I had conversations yesterday which ended up in places I didn't predict at the start.

Plausibility is not a constraint that yields unique answers. Anticipation of possibilities likewise does not yield unique answers. That's why the language of "model" is misleading, once we get beyond a map which might permit simple distance and timescale calculations- and even those are very limited (eg I don't know of any version of D&D that allows for sprained ankles causing a change in a PC's movement rate).

if you accept the notes as a kind of model, then surely you can't reject my argument that there is a mental modeling going on.
There's no model. There's a description of an imagined place or situation. Which is then referred to to facilitate framing and, in some approaches to RPGing, resolution.

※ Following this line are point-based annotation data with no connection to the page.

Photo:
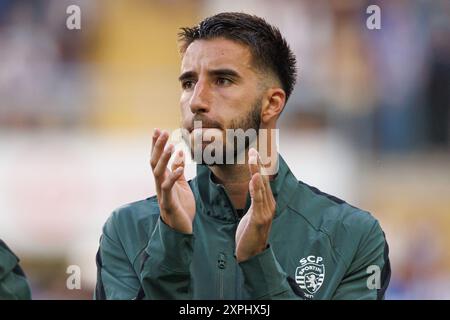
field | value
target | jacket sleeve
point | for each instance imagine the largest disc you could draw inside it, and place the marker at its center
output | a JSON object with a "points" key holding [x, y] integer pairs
{"points": [[264, 278], [164, 271], [368, 276], [13, 283], [116, 278]]}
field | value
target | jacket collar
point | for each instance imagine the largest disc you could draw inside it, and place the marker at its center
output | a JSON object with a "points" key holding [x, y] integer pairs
{"points": [[215, 201]]}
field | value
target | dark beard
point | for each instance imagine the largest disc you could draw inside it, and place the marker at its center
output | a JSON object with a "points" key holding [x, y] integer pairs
{"points": [[252, 120]]}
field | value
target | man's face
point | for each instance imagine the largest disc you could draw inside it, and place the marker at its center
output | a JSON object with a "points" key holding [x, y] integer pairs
{"points": [[220, 88]]}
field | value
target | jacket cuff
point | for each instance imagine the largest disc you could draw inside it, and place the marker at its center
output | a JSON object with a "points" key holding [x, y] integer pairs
{"points": [[170, 249], [263, 275]]}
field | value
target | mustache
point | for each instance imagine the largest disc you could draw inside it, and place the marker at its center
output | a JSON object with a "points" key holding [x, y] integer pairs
{"points": [[205, 121]]}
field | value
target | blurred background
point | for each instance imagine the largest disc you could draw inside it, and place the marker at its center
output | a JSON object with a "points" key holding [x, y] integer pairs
{"points": [[368, 122]]}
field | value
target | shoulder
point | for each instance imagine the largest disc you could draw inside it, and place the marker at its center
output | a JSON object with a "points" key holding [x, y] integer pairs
{"points": [[130, 225], [347, 227]]}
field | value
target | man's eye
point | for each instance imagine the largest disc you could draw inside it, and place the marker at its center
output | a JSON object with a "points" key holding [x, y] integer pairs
{"points": [[187, 84], [223, 82]]}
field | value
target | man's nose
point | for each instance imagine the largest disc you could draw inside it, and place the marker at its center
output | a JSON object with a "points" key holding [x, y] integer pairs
{"points": [[200, 99]]}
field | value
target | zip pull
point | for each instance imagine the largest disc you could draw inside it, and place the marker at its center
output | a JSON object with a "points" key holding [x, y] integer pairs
{"points": [[221, 261]]}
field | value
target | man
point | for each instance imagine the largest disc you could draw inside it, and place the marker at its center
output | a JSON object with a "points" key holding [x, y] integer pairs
{"points": [[235, 232], [13, 283]]}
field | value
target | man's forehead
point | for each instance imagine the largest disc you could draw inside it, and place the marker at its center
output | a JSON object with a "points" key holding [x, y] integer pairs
{"points": [[216, 53]]}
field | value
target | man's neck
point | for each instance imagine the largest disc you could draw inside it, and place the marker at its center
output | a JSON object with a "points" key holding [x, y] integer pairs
{"points": [[235, 179]]}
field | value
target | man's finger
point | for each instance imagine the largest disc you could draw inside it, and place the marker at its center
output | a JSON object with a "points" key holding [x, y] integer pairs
{"points": [[158, 148], [161, 166], [178, 161], [253, 161], [256, 191], [167, 185], [156, 134]]}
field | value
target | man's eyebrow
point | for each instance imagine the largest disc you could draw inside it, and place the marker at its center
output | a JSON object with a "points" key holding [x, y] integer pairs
{"points": [[224, 73], [214, 72], [187, 75]]}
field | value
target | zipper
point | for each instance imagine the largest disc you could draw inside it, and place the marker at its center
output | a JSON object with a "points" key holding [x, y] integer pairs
{"points": [[236, 216], [221, 264]]}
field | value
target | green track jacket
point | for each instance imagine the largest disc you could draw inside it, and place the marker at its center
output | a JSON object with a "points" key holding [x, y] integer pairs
{"points": [[13, 283], [320, 247]]}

No one is saying you can extract information about he model that the GM hasn't told you. But you could explore it room to room and get a sense of the overall structure based on what is emerging, provided he is accurately conveying the model details to you.
The phrase what is emerging is just euphemism for what the GM tells the players. Exploring room to room just means declaring actions that provoke the GM to do some of that telling. Getting a sense of the overall structure is another way of saying learn what the GM is imagining abot the house.

And if the GM hasn't written down whether the dining table is oak or pine, there is no "model" that will answer that question. Someone will have to make a decision.